First Lady Lordina Mahama (fourth from right) cutting the tape to commission the facility

First Lady Lordina Mahama (fourth from right) cutting the tape to commission the facility

THE Austrian Cultural Forum has been opened in Accra to deepen cultural collaboration between Ghana and Austria.

The Forum is to showcase Austria and Ghana, the wonderful facets of both countries and how impactful culture cooperation is.

It is Austria’s second Cultural Forum in Sub-Saharan Africa and is meant to serve as a platform for learning, research, and understanding the shared Austrian-Ghanaian culture.

Opening the Forum, Austria’s Secretary of State at the Federal Ministry of European and International Affairs, Mr Sepp Schellhorn, said the Forum in Accra presents not only Austria to Ghana but fosters common spaces together.

“Austria does not come here with a single story. And we do not assume Ghana has but a single one either. Cultural diplomacy begins where simplification ends,” Mr Schellhorn added.

He said Austria and Ghana might be geographically distant, but they share something essential: “the belief that culture is the rock of our self-confidence.”

For Austria, Mr Schellhorn said culture was not an addition to diplomacy; it was part and parcel of it—one of its core pillars.

He said Austrians defined themselves through culture and that culture even holds a place in Austria’s national anthem.

“Wherever I speak at home or abroad I repeat the following: culture may indeed be the last space where disagreement remains civil. In spite of extremes. In spite of turmoil around us. Where politics and words fail, art and culture fill the space,” the Austrian Secretary of State said.

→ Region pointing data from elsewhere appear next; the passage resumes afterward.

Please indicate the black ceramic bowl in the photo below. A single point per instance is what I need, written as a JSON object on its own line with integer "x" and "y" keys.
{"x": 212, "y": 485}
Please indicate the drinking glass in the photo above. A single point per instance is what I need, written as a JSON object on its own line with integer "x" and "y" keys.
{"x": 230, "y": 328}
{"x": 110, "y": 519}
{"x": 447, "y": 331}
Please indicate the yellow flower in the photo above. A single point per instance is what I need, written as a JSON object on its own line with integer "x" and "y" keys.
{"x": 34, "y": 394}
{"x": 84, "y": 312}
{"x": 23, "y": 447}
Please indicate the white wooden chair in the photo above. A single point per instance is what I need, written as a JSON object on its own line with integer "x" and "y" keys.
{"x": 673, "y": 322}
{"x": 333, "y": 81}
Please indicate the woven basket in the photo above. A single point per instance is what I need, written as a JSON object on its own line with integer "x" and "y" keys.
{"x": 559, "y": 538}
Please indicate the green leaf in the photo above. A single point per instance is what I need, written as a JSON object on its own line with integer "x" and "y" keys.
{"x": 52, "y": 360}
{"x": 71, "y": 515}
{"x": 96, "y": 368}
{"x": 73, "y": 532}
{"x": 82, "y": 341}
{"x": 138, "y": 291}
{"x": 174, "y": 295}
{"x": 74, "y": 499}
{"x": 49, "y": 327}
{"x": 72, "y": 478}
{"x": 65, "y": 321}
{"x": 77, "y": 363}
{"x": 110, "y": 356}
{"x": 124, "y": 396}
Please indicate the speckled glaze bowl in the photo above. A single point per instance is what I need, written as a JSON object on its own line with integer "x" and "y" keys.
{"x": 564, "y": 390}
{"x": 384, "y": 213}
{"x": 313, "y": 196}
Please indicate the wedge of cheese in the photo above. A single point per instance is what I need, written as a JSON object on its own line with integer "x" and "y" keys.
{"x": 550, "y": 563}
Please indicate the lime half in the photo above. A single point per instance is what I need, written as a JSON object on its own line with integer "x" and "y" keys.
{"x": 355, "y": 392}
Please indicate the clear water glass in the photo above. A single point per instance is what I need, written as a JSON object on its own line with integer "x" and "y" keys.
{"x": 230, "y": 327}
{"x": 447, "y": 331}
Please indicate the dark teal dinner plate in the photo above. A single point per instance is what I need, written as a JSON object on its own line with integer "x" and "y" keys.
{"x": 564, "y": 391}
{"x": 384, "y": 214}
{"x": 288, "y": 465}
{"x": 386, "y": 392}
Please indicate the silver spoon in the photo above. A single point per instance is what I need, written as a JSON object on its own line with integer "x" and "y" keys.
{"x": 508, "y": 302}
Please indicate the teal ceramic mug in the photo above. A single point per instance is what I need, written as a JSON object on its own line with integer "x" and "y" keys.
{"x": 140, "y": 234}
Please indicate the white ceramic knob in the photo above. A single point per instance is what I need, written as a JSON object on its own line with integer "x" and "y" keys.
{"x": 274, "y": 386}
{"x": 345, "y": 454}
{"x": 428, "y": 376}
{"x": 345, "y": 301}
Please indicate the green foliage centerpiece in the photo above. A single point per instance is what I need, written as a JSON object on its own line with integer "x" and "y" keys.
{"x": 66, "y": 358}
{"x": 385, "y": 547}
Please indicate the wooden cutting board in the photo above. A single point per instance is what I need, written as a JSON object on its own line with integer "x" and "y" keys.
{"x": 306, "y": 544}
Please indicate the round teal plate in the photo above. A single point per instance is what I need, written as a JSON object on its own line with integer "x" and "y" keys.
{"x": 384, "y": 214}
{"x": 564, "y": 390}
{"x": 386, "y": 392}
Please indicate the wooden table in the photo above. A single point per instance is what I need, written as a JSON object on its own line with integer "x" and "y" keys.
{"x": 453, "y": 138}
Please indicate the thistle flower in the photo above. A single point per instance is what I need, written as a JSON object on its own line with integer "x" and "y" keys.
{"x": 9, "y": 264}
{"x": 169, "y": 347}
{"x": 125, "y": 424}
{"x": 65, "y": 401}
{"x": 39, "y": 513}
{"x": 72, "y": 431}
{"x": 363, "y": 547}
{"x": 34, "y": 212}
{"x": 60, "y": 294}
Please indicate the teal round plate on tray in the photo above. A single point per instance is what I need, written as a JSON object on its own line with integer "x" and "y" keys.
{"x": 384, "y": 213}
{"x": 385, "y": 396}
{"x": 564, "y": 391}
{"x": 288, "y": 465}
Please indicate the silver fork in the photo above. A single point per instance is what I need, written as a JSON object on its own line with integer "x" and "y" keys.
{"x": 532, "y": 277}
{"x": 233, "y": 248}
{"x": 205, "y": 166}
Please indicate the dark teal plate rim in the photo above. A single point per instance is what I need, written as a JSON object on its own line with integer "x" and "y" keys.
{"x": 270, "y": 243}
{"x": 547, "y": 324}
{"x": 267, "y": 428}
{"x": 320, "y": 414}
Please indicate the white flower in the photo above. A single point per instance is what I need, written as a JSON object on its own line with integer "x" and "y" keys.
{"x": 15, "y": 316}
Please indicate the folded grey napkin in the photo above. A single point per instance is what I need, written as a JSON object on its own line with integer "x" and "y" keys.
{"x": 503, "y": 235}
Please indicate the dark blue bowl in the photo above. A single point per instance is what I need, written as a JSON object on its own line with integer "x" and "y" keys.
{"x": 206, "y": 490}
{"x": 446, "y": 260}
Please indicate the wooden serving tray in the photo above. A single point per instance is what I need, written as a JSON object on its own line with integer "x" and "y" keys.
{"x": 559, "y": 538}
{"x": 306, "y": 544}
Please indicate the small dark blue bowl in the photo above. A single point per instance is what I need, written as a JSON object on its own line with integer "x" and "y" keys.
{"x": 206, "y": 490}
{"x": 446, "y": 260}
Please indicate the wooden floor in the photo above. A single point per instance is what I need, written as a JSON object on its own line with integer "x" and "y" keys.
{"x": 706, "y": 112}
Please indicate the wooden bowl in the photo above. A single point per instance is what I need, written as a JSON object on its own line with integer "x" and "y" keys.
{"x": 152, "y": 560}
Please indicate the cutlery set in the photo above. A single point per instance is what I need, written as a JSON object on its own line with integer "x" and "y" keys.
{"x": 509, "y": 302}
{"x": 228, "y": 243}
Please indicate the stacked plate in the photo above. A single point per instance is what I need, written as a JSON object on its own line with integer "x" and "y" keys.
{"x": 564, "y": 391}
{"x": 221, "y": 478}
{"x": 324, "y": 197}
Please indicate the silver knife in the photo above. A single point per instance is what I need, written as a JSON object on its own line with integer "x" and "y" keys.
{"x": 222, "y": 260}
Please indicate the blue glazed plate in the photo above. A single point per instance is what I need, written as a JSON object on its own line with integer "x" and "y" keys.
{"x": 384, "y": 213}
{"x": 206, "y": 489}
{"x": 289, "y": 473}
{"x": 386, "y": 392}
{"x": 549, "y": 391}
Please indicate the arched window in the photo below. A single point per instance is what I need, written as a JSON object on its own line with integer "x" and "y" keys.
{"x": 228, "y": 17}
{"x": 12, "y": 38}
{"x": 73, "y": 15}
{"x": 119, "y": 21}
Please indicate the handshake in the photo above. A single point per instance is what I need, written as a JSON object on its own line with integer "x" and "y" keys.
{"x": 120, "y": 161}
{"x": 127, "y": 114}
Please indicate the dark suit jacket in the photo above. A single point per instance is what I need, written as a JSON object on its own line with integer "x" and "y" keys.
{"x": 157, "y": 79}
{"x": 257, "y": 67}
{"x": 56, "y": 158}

Mr Schellhorn said the Forum should not be understood as a stage, but as a platform for dialogue between tradition and innovation, a platform for exchange, and a platform where Austrian and Ghanaian artists, researchers, and students meet as collaborators.

He said Austria would support residencies, deepen academic exchange, facilitate joint exhibitions and research, and connect Austrian institutions including the University of Applied Arts Vienna, the World Museum Vienna, and the Künstlerhaus with partners across Ghana.

Countless stories of exchange were already being written, Mr Schellhorn said, adding that El Anatsui, a Ghanaian artist’s work at the Vienna State Opera, forms the “Iron Curtain,” the safety curtain between stage and audience.

Made of thousands of linked metal fragments from recycled bottle caps, Mr Schellhorn said Anatsui’s work creates a surface that recalls textile.

From afar, the Austrian Secretary of State said Anatsui’s work resembled a tapestry, but up close, it reveals layers of history, trade, and movement.

For his part, the Deputy Minister of Tourism, Culture and Creative Arts, Mr Yussif Issakah Jajah, said the Austria Cultural Forum would serve as a bridge between continents, between cultures, and between people united by creativity, innovation, and shared humanity.

He said culture was the soul of a nation, tells the story of a people, preserves heritage, and shapes identity.

The Deputy Minister of Tourism, Culture and Creative Arts noted that Austria, with its illustrious legacy in classical music, visual arts, architecture, and intellectual thought, has long demonstrated how culture can define global excellence.